The photos that accompany this post are from the Musée des arts du Cognac, a beautiful tribute to the lifeblood of the Cognac community, and the meeting, where 60 or so participants slaved for three days to put their marks on Cognac cocktails. In the process we consumed a fair amount of it and visited several Cognac houses including Hine and Chateau Ferrande. A highlight was a tasting at the museum of 16 smaller Cognac producers, such as Delamain, Frapin and Chateau de Montifaud, which many of the mixologists, who purchase for their bars, were impressed with. One, Leopold Gourmel, even offered a biodynamic Cognac.


One of the bartenders, Todd Appel, from the Crimson Lounge in Chicago's Hotel Sax, suggested to me that I make a Manhattan, one of my favorite cocktails, with Cognac instead of the usual rye whiskey. I tried it the night I returned home from France and loved it.

Thursday, January 14, 2010

Progress


Yesterday in San Francisco, leading members of the California wine industry announced a major step forward in improving the "sustainability" of vineyards and winery facilities. As I wrote in a story for decanter.com, the state industry has deveoped a new program for independent sustainable certification of wineries and vineyards.

Vintners and grape growers have been educating themselves and taking action in their businesses for years -- in fact the wine industry is seen as progressive and pioneering in this among agricultural sectors -- to improve the viticultural, environmental and social aspects of their businesses while remaining economically viable.

But since “sustainable” has been the buzzword of the decade -- meaning everything from eliminating herbicides and pesticides in the vineyards to slapping a single solar panel on a winery building -- it was important for the industry to provide concrete standards and ratings.

So now, under the Certified California Sustainable Winegrowing program, wineries have steps to folow and a way to prove to consumers, retailers and each other that they are taking those steps to farm, produce, package and transport wine sustainably.

The program is voluntary, but the majority of wineries and growers in the state have particpated in educational workshops and pilot programs since their inception in 2002.

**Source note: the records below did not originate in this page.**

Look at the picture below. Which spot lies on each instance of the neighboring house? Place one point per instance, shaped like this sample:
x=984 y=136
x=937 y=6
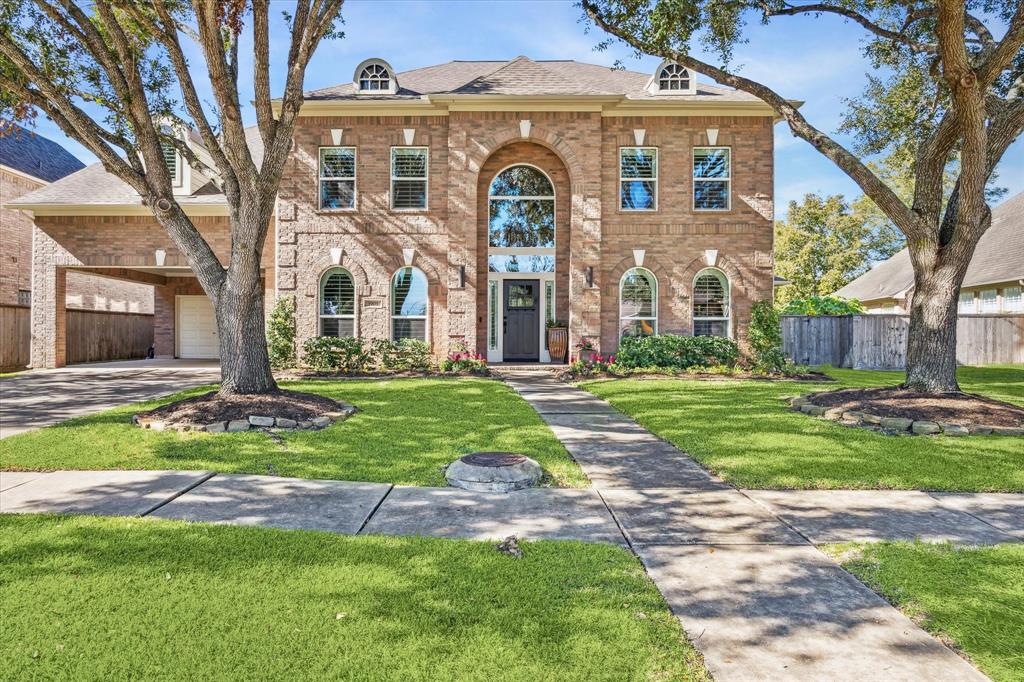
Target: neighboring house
x=28 y=162
x=994 y=280
x=469 y=202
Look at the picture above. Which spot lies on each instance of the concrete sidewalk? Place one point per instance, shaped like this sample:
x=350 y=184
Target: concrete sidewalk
x=754 y=594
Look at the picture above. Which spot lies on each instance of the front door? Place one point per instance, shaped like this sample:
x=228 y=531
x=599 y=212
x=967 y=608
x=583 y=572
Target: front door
x=521 y=338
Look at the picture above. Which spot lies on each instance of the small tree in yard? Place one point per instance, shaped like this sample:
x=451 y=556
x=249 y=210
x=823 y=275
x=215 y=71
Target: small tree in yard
x=951 y=100
x=109 y=72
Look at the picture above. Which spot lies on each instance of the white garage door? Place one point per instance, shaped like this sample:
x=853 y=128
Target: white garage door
x=197 y=328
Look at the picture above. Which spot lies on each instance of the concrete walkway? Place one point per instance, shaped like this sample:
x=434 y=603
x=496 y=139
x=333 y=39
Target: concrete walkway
x=33 y=399
x=750 y=588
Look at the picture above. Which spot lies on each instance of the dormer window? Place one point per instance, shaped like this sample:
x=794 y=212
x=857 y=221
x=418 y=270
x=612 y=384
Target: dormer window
x=375 y=77
x=674 y=77
x=671 y=78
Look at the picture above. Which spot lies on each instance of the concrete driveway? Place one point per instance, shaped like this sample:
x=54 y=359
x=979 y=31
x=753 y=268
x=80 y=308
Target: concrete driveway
x=42 y=397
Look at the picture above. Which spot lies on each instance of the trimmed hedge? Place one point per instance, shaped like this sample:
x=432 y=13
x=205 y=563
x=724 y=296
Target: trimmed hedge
x=670 y=350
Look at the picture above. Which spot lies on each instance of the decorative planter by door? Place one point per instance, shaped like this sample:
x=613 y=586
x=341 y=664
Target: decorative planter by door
x=558 y=341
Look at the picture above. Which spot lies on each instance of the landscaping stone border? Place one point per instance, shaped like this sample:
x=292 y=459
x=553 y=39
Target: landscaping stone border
x=896 y=425
x=252 y=422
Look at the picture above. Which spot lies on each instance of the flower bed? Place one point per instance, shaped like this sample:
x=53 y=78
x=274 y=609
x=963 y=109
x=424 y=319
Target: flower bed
x=894 y=411
x=215 y=414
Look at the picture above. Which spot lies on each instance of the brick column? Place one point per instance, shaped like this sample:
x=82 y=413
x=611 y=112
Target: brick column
x=49 y=342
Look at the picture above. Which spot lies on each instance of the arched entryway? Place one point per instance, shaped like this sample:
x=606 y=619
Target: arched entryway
x=522 y=251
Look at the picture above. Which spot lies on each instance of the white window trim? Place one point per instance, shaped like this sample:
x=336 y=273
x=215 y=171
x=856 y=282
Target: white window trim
x=525 y=251
x=1020 y=297
x=425 y=178
x=728 y=302
x=426 y=317
x=623 y=317
x=320 y=302
x=727 y=179
x=657 y=172
x=321 y=178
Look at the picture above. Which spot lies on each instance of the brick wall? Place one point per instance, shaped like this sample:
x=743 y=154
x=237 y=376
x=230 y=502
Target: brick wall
x=580 y=151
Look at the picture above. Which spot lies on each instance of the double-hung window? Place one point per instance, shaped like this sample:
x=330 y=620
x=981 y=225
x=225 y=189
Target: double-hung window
x=712 y=178
x=337 y=177
x=1012 y=300
x=409 y=177
x=638 y=178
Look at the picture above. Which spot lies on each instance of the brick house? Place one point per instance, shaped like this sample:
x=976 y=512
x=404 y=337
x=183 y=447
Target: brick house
x=28 y=162
x=470 y=202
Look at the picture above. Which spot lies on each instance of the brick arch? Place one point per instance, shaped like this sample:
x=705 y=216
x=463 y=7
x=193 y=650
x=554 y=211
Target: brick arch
x=539 y=135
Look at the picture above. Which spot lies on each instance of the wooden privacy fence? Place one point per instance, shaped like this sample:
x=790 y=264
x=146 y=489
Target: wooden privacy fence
x=94 y=336
x=15 y=335
x=879 y=342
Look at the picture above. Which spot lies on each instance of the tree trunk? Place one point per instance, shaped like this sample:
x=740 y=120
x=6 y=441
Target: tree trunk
x=931 y=353
x=245 y=364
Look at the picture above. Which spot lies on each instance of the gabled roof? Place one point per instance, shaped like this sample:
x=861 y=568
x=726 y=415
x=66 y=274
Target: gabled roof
x=93 y=186
x=998 y=257
x=29 y=153
x=523 y=77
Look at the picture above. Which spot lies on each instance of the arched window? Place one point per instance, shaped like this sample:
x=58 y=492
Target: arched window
x=409 y=304
x=521 y=221
x=337 y=303
x=711 y=303
x=375 y=77
x=638 y=303
x=674 y=77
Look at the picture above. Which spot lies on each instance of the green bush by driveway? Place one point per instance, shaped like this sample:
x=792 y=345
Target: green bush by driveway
x=120 y=598
x=404 y=432
x=745 y=433
x=970 y=596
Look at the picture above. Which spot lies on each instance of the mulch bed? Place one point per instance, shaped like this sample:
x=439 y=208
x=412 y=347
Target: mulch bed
x=949 y=408
x=214 y=408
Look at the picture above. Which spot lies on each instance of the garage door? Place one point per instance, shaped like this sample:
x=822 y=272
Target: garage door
x=197 y=328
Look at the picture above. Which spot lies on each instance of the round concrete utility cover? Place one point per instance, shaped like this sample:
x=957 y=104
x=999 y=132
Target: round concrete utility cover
x=494 y=472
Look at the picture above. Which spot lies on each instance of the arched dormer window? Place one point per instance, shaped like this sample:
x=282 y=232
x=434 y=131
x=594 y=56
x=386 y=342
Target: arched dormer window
x=638 y=303
x=375 y=77
x=337 y=303
x=711 y=303
x=671 y=78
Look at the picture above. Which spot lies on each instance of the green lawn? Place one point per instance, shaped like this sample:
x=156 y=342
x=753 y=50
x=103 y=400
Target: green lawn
x=88 y=598
x=745 y=433
x=970 y=596
x=404 y=432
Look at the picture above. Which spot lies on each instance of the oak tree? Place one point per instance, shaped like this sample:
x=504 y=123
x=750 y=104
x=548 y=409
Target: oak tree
x=952 y=94
x=115 y=75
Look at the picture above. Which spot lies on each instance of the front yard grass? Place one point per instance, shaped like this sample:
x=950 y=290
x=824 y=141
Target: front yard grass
x=87 y=598
x=745 y=433
x=972 y=597
x=404 y=432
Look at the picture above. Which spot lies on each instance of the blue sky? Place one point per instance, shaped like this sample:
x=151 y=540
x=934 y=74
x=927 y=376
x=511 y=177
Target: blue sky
x=815 y=59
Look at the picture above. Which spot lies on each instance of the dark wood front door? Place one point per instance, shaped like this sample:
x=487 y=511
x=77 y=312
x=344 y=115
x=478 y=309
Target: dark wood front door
x=522 y=317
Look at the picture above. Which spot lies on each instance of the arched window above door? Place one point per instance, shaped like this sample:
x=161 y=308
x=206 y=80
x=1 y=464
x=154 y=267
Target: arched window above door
x=521 y=221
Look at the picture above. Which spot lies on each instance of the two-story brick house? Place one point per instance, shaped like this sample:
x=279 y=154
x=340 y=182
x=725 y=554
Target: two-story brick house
x=469 y=202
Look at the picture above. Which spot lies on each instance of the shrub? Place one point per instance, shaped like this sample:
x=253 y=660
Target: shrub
x=823 y=305
x=765 y=337
x=281 y=334
x=463 y=359
x=402 y=354
x=329 y=353
x=670 y=350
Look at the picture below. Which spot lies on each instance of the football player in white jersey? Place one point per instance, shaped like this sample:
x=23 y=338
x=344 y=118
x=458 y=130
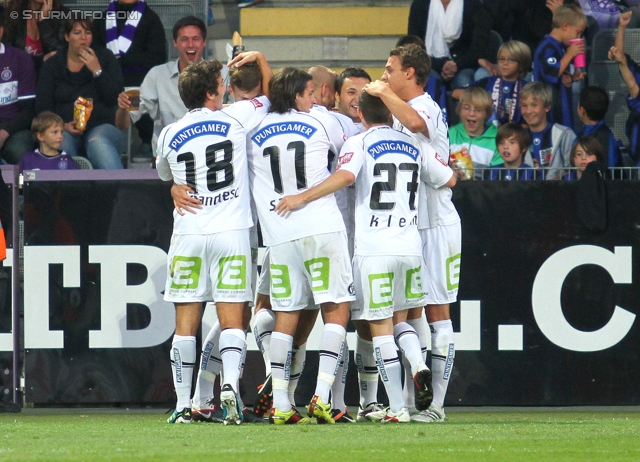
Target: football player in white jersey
x=386 y=165
x=308 y=253
x=402 y=90
x=210 y=250
x=246 y=81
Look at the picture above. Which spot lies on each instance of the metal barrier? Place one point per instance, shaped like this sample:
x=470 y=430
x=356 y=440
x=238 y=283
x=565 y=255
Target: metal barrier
x=536 y=174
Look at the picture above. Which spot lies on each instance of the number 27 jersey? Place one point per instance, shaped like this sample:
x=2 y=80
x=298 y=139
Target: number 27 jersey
x=289 y=154
x=389 y=166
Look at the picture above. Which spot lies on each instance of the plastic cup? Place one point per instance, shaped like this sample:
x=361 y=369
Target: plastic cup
x=134 y=97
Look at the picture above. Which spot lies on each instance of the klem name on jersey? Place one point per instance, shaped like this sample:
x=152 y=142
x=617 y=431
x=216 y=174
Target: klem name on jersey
x=284 y=128
x=392 y=147
x=199 y=129
x=214 y=200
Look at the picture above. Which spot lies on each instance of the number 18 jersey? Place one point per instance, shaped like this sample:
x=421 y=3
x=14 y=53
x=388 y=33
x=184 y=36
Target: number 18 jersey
x=289 y=154
x=388 y=166
x=206 y=150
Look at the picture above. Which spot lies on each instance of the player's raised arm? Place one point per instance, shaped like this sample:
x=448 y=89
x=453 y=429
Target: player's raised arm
x=182 y=200
x=338 y=180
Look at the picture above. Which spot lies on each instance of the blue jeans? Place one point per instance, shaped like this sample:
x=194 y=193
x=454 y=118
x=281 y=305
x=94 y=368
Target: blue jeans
x=102 y=145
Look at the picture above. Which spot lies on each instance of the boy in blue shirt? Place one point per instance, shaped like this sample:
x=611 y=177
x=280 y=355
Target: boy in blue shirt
x=630 y=72
x=512 y=141
x=550 y=143
x=551 y=62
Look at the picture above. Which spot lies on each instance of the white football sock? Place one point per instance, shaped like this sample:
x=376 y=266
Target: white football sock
x=337 y=389
x=298 y=358
x=281 y=345
x=442 y=358
x=330 y=353
x=420 y=326
x=367 y=372
x=263 y=323
x=233 y=343
x=210 y=367
x=183 y=359
x=386 y=356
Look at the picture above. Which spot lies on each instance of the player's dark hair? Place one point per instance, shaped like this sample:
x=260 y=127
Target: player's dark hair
x=44 y=121
x=246 y=78
x=374 y=111
x=595 y=102
x=417 y=58
x=285 y=86
x=591 y=145
x=69 y=24
x=198 y=79
x=348 y=73
x=509 y=130
x=189 y=21
x=411 y=40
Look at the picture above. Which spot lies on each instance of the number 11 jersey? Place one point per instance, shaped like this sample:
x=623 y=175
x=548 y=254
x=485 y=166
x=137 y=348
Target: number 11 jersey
x=289 y=154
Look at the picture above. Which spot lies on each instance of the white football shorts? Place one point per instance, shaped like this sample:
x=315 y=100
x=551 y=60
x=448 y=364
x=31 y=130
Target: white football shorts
x=209 y=267
x=311 y=268
x=441 y=247
x=385 y=284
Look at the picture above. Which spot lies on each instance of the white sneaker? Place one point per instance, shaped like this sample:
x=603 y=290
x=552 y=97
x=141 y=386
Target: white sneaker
x=402 y=416
x=430 y=415
x=373 y=412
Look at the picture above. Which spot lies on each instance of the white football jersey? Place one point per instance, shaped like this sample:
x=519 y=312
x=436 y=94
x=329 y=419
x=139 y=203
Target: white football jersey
x=288 y=155
x=207 y=150
x=388 y=166
x=436 y=207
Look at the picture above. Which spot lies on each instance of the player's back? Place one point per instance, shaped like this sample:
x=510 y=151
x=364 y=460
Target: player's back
x=388 y=176
x=206 y=150
x=289 y=154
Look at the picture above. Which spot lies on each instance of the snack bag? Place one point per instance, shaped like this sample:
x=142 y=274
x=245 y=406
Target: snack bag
x=82 y=111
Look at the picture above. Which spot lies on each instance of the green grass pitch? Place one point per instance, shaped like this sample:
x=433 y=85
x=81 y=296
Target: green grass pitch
x=468 y=435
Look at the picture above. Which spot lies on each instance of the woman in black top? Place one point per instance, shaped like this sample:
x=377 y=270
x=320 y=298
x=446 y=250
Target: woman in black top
x=80 y=70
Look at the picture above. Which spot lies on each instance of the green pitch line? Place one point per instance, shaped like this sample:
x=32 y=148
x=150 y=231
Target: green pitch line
x=468 y=436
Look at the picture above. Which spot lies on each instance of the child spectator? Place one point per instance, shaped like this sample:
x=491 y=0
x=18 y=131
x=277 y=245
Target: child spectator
x=513 y=142
x=472 y=142
x=48 y=130
x=551 y=63
x=550 y=143
x=631 y=75
x=586 y=150
x=592 y=109
x=514 y=61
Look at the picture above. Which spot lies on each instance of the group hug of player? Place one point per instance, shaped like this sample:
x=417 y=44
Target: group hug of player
x=369 y=235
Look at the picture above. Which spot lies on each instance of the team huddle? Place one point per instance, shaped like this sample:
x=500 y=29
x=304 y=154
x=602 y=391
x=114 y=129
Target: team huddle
x=354 y=207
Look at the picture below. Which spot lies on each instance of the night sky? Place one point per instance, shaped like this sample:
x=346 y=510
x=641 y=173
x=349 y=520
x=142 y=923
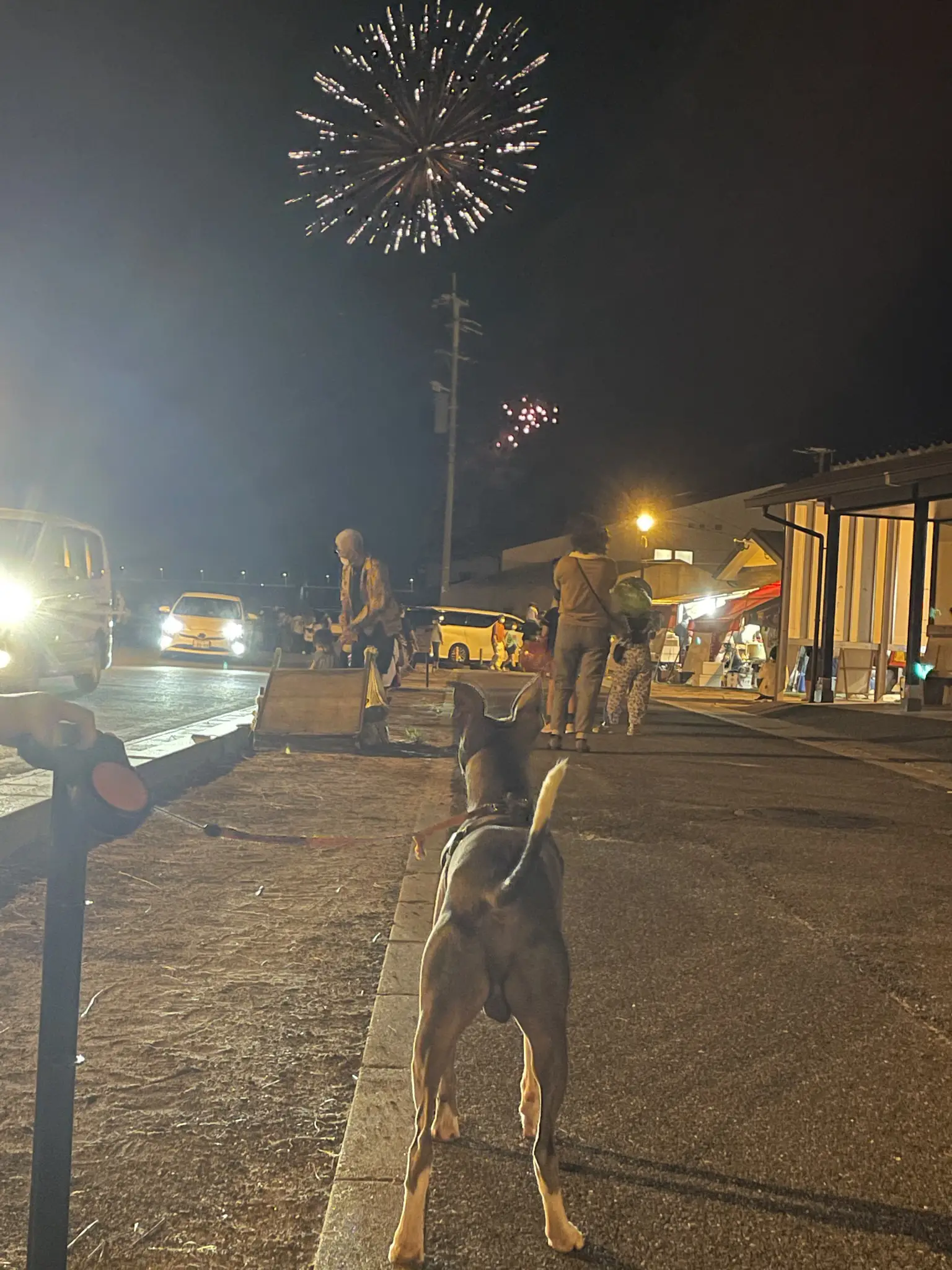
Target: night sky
x=738 y=243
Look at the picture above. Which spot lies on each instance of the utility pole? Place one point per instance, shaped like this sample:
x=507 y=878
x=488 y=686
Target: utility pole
x=459 y=326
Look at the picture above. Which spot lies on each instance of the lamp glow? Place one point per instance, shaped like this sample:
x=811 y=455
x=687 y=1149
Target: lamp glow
x=15 y=602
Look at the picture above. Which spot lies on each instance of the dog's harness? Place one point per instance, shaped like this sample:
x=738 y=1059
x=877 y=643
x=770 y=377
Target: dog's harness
x=514 y=813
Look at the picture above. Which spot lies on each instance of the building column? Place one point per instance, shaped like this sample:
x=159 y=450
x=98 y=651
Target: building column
x=783 y=633
x=917 y=598
x=829 y=606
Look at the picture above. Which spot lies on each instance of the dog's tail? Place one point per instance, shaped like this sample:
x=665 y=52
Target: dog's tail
x=512 y=886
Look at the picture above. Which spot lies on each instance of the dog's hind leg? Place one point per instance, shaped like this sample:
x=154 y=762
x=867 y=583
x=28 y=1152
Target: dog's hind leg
x=542 y=1018
x=454 y=985
x=446 y=1123
x=528 y=1091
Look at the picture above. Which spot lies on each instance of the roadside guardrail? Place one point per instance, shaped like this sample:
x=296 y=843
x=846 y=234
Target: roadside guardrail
x=162 y=758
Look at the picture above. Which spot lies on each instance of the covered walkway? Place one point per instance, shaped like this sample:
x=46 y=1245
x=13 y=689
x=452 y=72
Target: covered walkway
x=867 y=562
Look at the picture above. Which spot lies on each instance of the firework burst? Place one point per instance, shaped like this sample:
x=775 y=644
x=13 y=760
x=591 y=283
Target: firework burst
x=434 y=127
x=523 y=420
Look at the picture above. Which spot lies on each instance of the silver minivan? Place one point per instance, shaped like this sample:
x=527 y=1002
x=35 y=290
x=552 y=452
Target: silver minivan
x=56 y=601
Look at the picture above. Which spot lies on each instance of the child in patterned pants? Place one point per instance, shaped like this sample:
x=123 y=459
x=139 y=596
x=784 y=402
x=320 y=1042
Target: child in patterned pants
x=631 y=676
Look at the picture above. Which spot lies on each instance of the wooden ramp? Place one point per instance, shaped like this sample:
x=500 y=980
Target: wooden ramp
x=312 y=709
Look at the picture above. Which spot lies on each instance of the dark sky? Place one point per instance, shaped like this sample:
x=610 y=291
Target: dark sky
x=738 y=242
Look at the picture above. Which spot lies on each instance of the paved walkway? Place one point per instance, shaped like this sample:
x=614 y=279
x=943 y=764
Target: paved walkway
x=760 y=1025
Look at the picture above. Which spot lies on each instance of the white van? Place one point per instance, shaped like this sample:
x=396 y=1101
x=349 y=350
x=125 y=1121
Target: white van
x=56 y=601
x=467 y=633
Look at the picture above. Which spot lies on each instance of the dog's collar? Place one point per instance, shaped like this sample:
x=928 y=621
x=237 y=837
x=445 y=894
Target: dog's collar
x=513 y=812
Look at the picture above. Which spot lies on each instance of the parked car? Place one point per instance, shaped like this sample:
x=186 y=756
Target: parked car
x=56 y=601
x=206 y=625
x=467 y=633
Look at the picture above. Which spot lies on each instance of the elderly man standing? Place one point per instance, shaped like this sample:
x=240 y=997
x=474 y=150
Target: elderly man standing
x=369 y=615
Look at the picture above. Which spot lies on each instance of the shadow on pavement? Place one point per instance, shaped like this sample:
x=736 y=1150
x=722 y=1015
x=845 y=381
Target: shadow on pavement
x=843 y=1212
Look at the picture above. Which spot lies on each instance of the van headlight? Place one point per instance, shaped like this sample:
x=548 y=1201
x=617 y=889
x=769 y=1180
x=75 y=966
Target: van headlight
x=15 y=602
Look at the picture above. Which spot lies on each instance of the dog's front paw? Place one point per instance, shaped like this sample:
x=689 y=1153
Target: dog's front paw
x=405 y=1253
x=446 y=1123
x=566 y=1238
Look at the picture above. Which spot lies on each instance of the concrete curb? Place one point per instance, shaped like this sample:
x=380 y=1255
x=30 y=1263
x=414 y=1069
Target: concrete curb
x=368 y=1185
x=163 y=758
x=892 y=760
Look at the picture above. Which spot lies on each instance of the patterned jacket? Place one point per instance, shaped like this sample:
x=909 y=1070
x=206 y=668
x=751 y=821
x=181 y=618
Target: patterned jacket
x=377 y=602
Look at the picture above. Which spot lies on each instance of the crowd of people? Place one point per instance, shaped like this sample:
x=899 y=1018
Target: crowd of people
x=591 y=615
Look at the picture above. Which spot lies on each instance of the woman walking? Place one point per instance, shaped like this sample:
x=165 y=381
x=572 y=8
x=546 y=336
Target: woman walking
x=583 y=582
x=631 y=676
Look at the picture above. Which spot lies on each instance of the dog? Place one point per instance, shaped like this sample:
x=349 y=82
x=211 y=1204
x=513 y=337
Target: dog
x=496 y=945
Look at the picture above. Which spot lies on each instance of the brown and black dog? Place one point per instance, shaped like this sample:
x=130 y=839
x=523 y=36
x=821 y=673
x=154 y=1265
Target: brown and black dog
x=496 y=943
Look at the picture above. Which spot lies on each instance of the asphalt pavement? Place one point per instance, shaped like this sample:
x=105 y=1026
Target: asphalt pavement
x=760 y=1024
x=138 y=701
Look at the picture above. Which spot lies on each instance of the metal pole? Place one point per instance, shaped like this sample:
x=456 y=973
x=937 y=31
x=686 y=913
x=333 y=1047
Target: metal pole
x=59 y=1024
x=818 y=601
x=451 y=450
x=829 y=606
x=917 y=596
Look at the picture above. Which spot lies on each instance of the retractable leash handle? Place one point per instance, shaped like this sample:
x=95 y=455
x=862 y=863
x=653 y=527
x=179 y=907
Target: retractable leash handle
x=97 y=797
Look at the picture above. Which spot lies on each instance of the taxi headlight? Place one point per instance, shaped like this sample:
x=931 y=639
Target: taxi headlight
x=15 y=602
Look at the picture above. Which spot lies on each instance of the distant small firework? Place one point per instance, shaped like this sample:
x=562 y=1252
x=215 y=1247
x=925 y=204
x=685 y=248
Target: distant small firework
x=523 y=420
x=437 y=126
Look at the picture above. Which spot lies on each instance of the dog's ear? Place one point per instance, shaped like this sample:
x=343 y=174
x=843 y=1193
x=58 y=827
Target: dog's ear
x=469 y=705
x=528 y=711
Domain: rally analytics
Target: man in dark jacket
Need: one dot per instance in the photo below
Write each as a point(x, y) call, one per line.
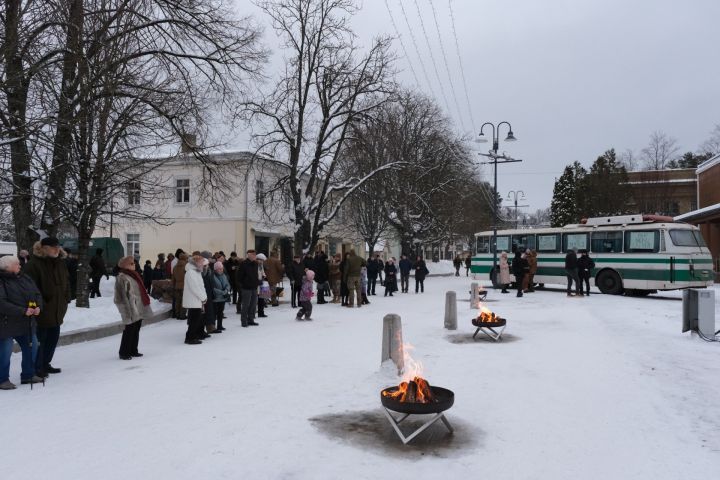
point(405, 265)
point(520, 267)
point(248, 281)
point(322, 275)
point(571, 272)
point(97, 270)
point(585, 266)
point(20, 304)
point(48, 270)
point(295, 274)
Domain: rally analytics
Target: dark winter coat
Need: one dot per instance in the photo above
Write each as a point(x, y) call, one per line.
point(405, 266)
point(97, 266)
point(16, 292)
point(321, 269)
point(247, 275)
point(520, 266)
point(570, 260)
point(421, 270)
point(585, 265)
point(51, 278)
point(296, 272)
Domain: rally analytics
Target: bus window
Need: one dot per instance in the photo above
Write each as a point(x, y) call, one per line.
point(687, 238)
point(483, 245)
point(524, 241)
point(575, 241)
point(606, 242)
point(549, 243)
point(642, 241)
point(503, 243)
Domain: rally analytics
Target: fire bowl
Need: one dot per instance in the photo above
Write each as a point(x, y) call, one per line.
point(442, 400)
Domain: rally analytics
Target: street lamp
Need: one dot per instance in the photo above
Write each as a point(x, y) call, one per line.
point(504, 159)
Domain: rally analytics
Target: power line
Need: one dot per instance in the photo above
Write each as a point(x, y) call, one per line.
point(447, 67)
point(462, 70)
point(402, 44)
point(432, 57)
point(417, 50)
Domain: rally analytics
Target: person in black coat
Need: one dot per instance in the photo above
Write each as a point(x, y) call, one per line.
point(147, 275)
point(322, 275)
point(520, 268)
point(390, 278)
point(585, 266)
point(421, 272)
point(373, 271)
point(20, 303)
point(571, 272)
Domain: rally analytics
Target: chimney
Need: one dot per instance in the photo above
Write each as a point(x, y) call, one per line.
point(188, 142)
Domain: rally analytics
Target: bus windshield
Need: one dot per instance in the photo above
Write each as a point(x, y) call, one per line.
point(687, 238)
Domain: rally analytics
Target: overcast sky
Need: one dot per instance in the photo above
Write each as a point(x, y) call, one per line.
point(573, 77)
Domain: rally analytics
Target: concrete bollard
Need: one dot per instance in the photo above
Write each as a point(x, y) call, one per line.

The program does not concern itself with informing consumers about the sustainability of a certain product; no information will appear on wine bottles. The people leading this charge say only that it's not a "consumer-facing issue," but why not? It is consumers who are clamoring for eco and green products and growing more concerned with what they're putting in their bodies. So let's hope that informing consumers becomes a priority soon.

Tuesday, January 5, 2010

19th Annual ZAP Fest


One of the biggest, juiciest wine fests of the year is happening later this month in San Francisco: the 19th Annual Zinfandel Advocates & Producers Festival.  ZAP's annual party consists of four events held January 28-30 at which over 200 Zinfandel specialists will pour barrel samples and new releases, pair Zin with food and generally make merry. There is a Grand Zinfandel Tasting Jan. 30; Good Eats & Zinfandel Pairing Jan. 28; Flights: A Showcase of Zinfandels Jan. 29; and an Evening with the Winemakers, also Jan. 29.

Win a pair of tickets to the Grand Zinfandel Tasting from 2 to 5 p.m. at the Festival and Herbst Pavilions at Fort Mason (Marina Blvd. at Buchanan, San Francisco) by commenting at the end of this post about why you love Zinfandel, that quintessential California grape (it actually traces back to Croatia, but that's another story).

A couple of years ago, California Governor Arnold Schwarzenegger vetoed a bill that named Zinfandel the state’s “historic wine.” As such, it would have shared official state symbol status with the California Redwood, the Golden Trout, the Grizzly Bear and the Dogface Butterfly. At that time, renowned producer Kent Rosenblum called Zinfandel the " heart and soul of California wine for over 150 years.”